Date: 2012-11-20 01:48 pm (UTC)
From: [identity profile] valkyriekaren.livejournal.com
I know about The Marvellous Toy! It goes zip when it moves and bop when it stops and whirr when it stands still!

if you're really worried about your scales being broken, ask your doctor to weigh you next time you have an appointment. Or pay 50p or whatever to use one of those machines they have in big branches of Boots.

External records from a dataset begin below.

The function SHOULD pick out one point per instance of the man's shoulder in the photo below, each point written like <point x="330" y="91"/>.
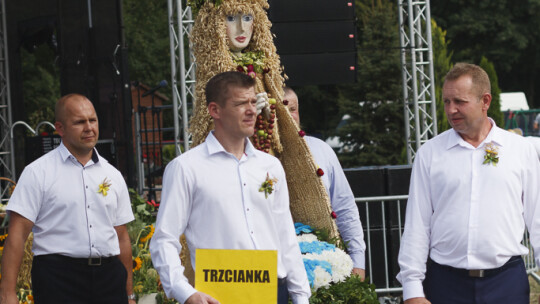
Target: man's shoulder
<point x="439" y="140"/>
<point x="48" y="159"/>
<point x="190" y="157"/>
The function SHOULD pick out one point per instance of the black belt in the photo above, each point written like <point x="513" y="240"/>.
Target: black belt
<point x="481" y="273"/>
<point x="98" y="261"/>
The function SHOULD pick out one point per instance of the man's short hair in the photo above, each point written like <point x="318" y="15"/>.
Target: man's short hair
<point x="479" y="77"/>
<point x="217" y="88"/>
<point x="60" y="105"/>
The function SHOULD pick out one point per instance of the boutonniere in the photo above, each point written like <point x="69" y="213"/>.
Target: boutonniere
<point x="268" y="185"/>
<point x="104" y="186"/>
<point x="492" y="154"/>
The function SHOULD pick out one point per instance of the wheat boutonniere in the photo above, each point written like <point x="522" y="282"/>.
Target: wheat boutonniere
<point x="268" y="185"/>
<point x="492" y="154"/>
<point x="104" y="186"/>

Date: 2012-11-20 02:43 pm (UTC)
From: [identity profile] ladylizbet.livejournal.com
November tends to be mould spore allergy time. I suffer with that in addition to pollen.

What fun!

x

Date: 2012-11-20 07:08 pm (UTC)
From: [identity profile] exspelunca.livejournal.com
Wild Hills o' Wannie. Billy Pigg.

Date: 2012-11-20 09:02 pm (UTC)
From: [identity profile] marjory.livejournal.com
We were taught 'The Marvellous Toy', along with gazillions of weird folk songs in Infant School. The teacher was, of course, Chris Taylor, who it turned out was in various folk bands. Scarred for life, I tell'ee!

I particularly remember said song because it was the engine of me and Andrew Prest acting up one singing session. Being all of 6 and terribly witty with it, we couldn't resist sticking in 'rude' noises instead of the zips and bops. Teacher did not share our amusement, although he really should have seen it coming, methinks.

Date: 2012-11-21 06:30 pm (UTC)
From: [identity profile] feanelwa.livejournal.com
When you say hayfever, is it mostly sneezing and runny nose or headachey and short of breath? I just saw a thing about carbon monoxide on TV and thought of you.

Date: 2012-11-21 09:39 pm (UTC)
From: [identity profile] exspelunca.livejournal.com
Chris Taylow, now retired, is still singing in folk clubs locally.

Date: 2012-11-21 09:40 pm (UTC)
From: [identity profile] exspelunca.livejournal.com
Taylor (cold hands after choir practice in freezing room)

Date: 2012-12-03 02:25 pm (UTC)
From: (Anonymous)
I get smoke allergies in November, due to it getting cold and everyone lighting their wood fires.

re: damp. Kitty litter can absorb the moisture, and is cheap.